Ермолов прищурился, стал серьезен совершенно:
– Жизнь людей состоит из бесконечных одиночеств. И лишь на малый миг в жизни нам дается шанс любить... Мне повезло: я встретил женщину, которая меня жалеет. Жалеет... – повторил он раздумчиво. – Когда молод, думаешь, что жалость унизительна, а теперь... Сколько ласки в этом слове... Я уже совсем не молод, и я знаю, что говорю: нужно иметь доблесть любить, даже когда все, кажется, летит в тартарары. И мир снова обретает потерянные краски. Он словно складывается из малых частей и – образует с-частье. Счастье.
И в жизни человека происходит завершенность, свершение. – Ермолов задумался на миг. – Да. Аристотель называл это: «Единство действия и изменчивость судьбы». В изменчивости моей судьбы действие проходило лишь пунктиром, я начал правильно, а потом – путь сам собою и по моей жалкой, жадной до удовольствий воле – скривился, скурвился... Сейчас – ты же видишь по полотну, это так! – я снова обретаю единство с собою прежним. И обрету его в деле. Дай я обниму тебя, Данилов. Мне нужно идти писать.

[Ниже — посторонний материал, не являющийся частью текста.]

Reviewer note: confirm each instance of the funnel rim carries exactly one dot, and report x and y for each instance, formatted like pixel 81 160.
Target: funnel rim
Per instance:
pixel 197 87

Ермолов уже уходил, но, по обыкновению, обернулся на пороге:
– А на картину смотри. Она – теплая. В ней много солнца. А то... Глаза твои так и остались в зиме. Или – еще в зиме, или – опять. Не знаю. Помнишь у Сираха? «Признак сердца в счастии – лицо веселое, а изобретение притчей сопряжено с напряженным размышлением». Коньяк эту муку не растопит. Терпи и – пытайся согреться. Живи.